私たちのマイクロバイオーム(腸内細菌叢)は、自然の驚異だ。人間は誰でも、何百兆個もの微生物と共に生きている。私たちの口腔内や腸内、皮膚には数千種類の細菌やアーキア(古細菌)、菌類、ウイルスが常在している。

マイクロバイオームは、人間の健康を維持するために不可欠なものだ。例えば、腸内細菌は人間の健康のほぼ全ての側面に関与しているとみられている。アレルギーや関節炎、ぜんそく、自閉症、結腸がん、一部の感染症、糖尿病、炎症性腸疾患、肥満、その他のさまざまな疾患に関連しているとされる。

プロバイオティクスの効果

プロバイオティクスについて、聞いたことがある人は多いだろう。
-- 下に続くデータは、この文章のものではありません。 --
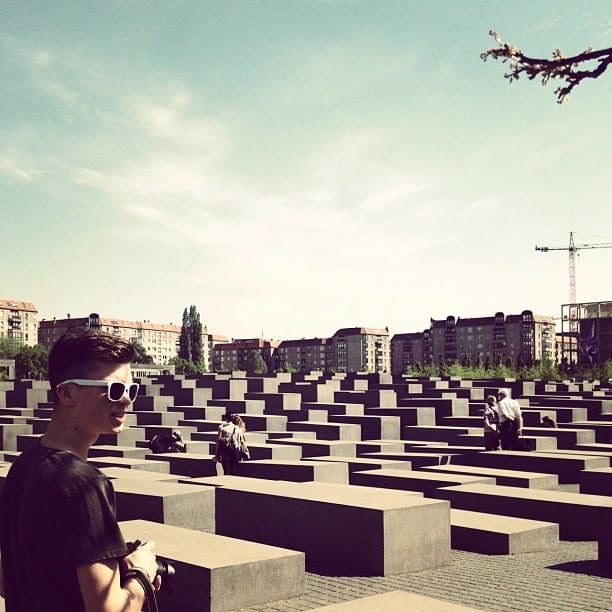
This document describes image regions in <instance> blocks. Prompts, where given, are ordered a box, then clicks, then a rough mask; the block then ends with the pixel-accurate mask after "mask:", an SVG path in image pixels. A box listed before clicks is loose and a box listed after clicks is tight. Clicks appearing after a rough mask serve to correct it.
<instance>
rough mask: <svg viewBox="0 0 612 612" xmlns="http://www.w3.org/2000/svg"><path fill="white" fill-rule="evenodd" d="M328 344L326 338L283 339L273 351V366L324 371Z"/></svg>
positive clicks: (297, 369)
mask: <svg viewBox="0 0 612 612" xmlns="http://www.w3.org/2000/svg"><path fill="white" fill-rule="evenodd" d="M330 346H331V344H330V342H329V340H328V339H327V338H308V339H306V338H302V339H300V340H283V341H282V342H281V343H280V344H279V345H278V349H277V350H276V353H275V359H274V363H275V367H276V369H277V370H281V369H286V370H289V371H296V372H310V371H313V370H314V371H321V372H325V371H327V369H328V366H327V364H328V361H329V355H328V352H329V347H330Z"/></svg>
食べたことがある人も多いはずだ(例えばヨーグルトなど)。「ラクトバチルス」や「ビフィドバクテリウム」といった細菌はすでに何十年も前から、ヨーグルトや錠剤、粉末のサプリメントなどに使用されてきた。

ただし、食料品店の棚に並べられ、誰にでも効果があると説明されているプロバイオティクスのサプリメントが、期待どおりの効果をもたらすことは少ない。その一方で、どのように機能しているかまだ全面的には解明されてはいないものの、キムチやザウアークラウトなどの発酵食品は、ほとんどの人の腸の健康に効果的だとされている。
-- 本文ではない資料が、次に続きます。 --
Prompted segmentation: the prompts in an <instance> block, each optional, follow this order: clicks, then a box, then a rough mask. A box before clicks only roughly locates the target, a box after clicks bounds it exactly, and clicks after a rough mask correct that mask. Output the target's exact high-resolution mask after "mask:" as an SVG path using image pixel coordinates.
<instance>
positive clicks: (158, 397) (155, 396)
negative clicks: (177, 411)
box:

全身ではなく特定の組織や細胞を標的として細菌をつくり、副作用の発生を防ぎ、プロバイオティクスを全く新たなレベルにまで引き上げることができたとすれば、どのようなことが起きるだろうか?

合成生物学の進歩

マイクロバイオームに関する理解が深まってきたことで、細菌を人間の健康に役立てようとする企業はますます増加。すでにいくつかの企業が、合成生物学を活用することによって、新製品を開発している。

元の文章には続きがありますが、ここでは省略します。